Suppressed during years of residential schools and a decades-long government ban of potlatches, Haida culture is slowly being rebuilt. First came interest in the 1950s to preserve the totem poles, and later build new ones. More recently, community members have made an effort to bring back the music that was so important to dances, potlatches, weddings and funerals.
But in an oral culture, how does one start recreating songs? That question was posed by several community leaders in the early 1990s, and the answer came in shoeboxes tucked under beds and deep in closets, containing recordings of Haida music taped by community elders in the 1960s.
"Once we had those tapes, we transcribed them in English and Haida and did some fancy work to preserve the tapes and get them on to archival tapes and CDs," says Guujaaw, whose grandmother was among the singing elders who recorded over 100 songs.
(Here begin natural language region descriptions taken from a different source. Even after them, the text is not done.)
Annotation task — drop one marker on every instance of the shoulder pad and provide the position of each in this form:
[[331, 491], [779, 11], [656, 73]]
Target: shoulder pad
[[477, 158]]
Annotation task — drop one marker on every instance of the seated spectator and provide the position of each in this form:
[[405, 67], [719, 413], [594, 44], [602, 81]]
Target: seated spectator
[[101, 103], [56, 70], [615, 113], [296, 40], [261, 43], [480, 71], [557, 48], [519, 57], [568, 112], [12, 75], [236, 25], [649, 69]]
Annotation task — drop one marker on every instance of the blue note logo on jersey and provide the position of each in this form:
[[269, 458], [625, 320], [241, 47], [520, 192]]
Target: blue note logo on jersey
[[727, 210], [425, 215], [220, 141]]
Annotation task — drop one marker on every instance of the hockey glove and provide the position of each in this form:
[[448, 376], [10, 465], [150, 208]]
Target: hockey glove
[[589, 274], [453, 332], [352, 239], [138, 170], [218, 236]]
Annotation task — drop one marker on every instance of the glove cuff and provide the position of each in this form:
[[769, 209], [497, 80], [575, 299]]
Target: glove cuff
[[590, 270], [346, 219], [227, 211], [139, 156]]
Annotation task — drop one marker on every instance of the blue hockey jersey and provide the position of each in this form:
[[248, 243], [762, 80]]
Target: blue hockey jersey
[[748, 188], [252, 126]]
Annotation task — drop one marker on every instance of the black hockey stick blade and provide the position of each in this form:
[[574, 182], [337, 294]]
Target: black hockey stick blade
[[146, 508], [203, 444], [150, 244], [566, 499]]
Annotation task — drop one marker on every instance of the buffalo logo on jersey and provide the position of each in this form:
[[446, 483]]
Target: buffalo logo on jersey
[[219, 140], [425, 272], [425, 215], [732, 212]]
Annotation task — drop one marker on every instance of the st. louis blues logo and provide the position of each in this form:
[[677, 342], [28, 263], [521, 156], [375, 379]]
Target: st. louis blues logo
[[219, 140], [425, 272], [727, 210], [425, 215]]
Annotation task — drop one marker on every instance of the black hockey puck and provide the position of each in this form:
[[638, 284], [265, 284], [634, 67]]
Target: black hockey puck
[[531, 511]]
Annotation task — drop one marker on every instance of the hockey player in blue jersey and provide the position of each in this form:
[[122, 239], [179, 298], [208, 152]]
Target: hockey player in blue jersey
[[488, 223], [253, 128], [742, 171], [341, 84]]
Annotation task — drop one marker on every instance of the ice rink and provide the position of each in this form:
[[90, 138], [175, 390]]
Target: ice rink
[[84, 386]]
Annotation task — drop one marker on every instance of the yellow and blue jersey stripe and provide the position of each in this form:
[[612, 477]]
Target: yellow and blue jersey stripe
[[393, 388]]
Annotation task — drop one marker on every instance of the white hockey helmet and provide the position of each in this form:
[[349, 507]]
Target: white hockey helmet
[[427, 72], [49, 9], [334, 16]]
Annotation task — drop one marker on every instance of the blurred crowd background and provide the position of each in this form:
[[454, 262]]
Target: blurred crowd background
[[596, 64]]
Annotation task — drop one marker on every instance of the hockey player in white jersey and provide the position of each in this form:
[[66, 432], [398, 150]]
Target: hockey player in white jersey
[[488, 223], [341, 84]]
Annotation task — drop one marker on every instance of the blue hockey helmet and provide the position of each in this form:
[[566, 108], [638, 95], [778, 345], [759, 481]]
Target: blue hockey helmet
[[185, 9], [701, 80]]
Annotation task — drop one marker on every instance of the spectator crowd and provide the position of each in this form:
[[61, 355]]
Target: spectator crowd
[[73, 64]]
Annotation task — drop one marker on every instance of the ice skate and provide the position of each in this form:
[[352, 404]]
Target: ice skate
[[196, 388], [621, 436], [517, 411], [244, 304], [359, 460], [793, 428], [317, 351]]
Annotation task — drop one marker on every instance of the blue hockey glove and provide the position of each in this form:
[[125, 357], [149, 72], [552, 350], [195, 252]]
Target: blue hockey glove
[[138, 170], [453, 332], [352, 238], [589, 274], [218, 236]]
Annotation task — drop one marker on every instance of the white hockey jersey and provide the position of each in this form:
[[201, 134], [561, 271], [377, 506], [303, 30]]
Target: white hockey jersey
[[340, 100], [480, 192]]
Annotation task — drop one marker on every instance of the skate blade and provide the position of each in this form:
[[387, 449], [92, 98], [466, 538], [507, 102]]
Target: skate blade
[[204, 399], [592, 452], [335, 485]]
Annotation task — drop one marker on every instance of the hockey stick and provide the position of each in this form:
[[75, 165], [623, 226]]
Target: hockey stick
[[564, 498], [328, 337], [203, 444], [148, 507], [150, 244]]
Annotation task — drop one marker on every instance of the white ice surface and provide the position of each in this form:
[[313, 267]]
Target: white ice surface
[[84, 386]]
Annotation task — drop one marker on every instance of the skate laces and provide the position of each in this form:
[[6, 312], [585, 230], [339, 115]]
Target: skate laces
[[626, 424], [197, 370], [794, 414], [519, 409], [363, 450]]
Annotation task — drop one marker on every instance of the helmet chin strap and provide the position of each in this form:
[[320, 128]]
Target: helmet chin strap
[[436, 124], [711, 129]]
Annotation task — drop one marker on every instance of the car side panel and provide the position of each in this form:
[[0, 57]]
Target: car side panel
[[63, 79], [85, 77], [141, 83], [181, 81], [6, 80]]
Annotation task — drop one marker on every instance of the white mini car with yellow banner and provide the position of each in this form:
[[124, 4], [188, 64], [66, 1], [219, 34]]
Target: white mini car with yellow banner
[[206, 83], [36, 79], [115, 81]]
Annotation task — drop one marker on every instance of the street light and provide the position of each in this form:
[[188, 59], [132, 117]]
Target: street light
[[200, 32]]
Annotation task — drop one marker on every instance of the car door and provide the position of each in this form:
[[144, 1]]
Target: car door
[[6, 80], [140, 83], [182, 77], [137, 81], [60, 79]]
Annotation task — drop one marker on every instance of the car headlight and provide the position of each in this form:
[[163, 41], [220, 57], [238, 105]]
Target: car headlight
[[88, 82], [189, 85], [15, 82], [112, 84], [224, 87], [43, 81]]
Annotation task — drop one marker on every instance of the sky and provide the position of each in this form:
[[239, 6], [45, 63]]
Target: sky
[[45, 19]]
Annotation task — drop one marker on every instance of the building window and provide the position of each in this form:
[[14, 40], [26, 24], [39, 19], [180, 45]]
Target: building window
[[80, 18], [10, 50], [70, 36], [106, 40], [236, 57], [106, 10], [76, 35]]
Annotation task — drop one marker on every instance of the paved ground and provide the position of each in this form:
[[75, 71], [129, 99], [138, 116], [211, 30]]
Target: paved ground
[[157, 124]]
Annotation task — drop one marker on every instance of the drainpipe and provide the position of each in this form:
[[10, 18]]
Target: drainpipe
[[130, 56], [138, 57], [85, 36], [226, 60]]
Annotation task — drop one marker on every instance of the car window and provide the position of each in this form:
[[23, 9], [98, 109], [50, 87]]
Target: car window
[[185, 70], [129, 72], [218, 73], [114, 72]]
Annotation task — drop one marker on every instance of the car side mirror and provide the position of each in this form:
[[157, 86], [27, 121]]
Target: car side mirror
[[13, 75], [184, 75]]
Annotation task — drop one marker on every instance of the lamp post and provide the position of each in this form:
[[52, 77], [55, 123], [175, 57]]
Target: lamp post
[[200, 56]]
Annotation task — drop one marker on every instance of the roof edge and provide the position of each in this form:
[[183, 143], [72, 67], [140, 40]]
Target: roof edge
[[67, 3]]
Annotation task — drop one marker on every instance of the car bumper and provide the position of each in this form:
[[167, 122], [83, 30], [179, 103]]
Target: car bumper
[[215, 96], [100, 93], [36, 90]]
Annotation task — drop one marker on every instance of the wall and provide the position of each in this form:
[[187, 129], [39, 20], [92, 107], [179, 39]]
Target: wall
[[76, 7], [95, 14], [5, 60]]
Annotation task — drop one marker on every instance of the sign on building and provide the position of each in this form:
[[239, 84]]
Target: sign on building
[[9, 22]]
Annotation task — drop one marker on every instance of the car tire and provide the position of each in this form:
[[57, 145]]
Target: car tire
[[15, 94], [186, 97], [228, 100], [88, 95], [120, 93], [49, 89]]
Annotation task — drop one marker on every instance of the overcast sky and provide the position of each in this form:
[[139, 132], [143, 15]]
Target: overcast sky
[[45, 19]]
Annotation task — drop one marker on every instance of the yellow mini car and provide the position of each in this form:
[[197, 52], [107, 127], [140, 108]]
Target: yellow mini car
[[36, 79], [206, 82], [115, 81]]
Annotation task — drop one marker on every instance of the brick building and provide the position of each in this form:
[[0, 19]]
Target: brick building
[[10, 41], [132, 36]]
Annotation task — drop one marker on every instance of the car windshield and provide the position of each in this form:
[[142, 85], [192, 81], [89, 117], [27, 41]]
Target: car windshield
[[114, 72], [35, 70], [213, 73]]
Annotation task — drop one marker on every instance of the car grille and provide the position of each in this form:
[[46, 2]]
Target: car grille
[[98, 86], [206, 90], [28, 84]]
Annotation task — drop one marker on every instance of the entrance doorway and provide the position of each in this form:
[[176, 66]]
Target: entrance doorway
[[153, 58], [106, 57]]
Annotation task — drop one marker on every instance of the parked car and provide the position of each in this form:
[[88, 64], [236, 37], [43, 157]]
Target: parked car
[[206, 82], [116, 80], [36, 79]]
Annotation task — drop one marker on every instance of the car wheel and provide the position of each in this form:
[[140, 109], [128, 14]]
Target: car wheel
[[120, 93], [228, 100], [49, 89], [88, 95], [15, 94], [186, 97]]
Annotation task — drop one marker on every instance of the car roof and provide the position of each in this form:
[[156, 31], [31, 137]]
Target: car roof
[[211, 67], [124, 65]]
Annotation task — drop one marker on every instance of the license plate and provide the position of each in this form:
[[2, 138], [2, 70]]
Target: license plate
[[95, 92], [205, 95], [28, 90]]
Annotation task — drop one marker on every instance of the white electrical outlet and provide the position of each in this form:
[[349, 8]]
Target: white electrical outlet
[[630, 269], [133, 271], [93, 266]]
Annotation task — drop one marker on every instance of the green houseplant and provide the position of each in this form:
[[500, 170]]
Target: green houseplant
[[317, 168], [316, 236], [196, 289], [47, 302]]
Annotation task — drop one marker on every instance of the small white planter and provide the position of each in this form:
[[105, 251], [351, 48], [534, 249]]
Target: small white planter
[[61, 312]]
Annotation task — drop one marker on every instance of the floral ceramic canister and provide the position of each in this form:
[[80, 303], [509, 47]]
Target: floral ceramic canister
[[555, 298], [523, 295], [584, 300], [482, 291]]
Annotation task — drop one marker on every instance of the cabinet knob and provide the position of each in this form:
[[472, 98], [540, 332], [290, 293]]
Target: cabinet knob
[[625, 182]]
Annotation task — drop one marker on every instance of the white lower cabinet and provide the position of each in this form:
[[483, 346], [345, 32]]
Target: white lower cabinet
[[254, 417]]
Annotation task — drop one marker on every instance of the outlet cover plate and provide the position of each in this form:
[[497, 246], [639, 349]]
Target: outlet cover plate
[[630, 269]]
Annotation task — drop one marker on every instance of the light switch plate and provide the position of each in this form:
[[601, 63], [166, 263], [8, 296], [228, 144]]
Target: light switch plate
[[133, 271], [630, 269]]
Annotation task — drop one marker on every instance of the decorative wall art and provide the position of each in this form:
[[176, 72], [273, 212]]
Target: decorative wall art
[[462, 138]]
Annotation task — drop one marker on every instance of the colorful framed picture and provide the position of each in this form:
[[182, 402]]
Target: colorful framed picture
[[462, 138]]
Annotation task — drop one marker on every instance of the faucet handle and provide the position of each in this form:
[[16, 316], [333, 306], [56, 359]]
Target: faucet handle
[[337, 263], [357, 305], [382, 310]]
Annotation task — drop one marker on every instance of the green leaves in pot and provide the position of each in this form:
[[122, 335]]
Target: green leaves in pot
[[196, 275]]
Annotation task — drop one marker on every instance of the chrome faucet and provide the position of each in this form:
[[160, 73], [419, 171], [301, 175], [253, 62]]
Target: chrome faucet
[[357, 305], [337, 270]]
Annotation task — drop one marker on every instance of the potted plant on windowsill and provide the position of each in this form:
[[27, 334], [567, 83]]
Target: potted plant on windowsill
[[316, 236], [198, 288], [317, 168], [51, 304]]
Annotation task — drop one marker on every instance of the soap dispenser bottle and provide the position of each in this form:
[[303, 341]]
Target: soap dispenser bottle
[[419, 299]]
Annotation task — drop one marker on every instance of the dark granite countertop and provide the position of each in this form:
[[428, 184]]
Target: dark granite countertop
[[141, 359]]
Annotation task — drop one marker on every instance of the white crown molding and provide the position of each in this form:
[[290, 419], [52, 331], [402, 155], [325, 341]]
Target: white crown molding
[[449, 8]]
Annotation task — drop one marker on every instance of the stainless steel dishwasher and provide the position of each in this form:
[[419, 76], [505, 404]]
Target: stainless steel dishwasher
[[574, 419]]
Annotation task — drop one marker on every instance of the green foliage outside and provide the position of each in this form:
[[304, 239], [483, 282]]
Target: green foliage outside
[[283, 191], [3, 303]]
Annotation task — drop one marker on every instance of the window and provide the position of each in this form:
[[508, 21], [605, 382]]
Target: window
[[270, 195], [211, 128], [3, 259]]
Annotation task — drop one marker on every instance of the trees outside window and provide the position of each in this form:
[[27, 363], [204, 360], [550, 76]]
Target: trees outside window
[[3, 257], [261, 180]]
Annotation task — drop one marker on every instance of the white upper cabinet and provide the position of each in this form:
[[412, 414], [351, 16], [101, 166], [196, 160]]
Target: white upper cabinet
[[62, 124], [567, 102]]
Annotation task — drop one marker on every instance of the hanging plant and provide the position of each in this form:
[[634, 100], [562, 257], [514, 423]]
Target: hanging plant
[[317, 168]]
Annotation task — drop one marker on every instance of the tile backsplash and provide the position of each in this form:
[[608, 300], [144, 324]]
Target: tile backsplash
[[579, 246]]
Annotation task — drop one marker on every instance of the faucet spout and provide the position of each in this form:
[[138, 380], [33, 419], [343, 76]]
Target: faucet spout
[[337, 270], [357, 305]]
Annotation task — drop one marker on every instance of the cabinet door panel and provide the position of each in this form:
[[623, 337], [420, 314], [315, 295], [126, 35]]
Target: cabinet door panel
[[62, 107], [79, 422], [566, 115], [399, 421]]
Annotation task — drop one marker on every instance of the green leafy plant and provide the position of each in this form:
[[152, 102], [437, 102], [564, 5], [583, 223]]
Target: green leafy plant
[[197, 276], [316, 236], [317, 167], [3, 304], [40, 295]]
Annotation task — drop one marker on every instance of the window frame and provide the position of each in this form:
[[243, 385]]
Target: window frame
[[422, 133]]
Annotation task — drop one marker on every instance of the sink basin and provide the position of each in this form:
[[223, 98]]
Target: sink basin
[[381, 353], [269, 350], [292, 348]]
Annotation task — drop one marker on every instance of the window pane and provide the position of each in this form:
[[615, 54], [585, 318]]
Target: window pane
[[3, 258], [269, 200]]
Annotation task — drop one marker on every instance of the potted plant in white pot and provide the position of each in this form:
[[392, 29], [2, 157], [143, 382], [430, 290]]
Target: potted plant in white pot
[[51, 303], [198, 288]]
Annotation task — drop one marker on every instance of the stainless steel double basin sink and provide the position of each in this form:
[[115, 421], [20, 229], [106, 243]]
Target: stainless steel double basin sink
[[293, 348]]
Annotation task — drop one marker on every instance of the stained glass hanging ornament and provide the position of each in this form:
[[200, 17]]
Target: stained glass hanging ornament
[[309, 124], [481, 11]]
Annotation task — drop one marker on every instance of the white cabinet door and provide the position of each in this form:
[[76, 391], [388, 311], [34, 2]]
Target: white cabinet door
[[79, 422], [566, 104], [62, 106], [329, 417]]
The revival of interest in Haida music coincided with the coming-of-age of a generation of Haida who had been told not to speak their language and discouraged from taking an interest in their culture.
"The music is strong, and has grown with the other activities," Guujaaw says. "As the number of carvers increased, so too did the dancing and the music."
Guujaaw now estimates there are about 50 Haida making a living carving and another 30 who make at least part of their living by weaving. Meanwhile, the interest in Haida music and dance has spread throughout the community, keeping pace with efforts to preserve the Haida language.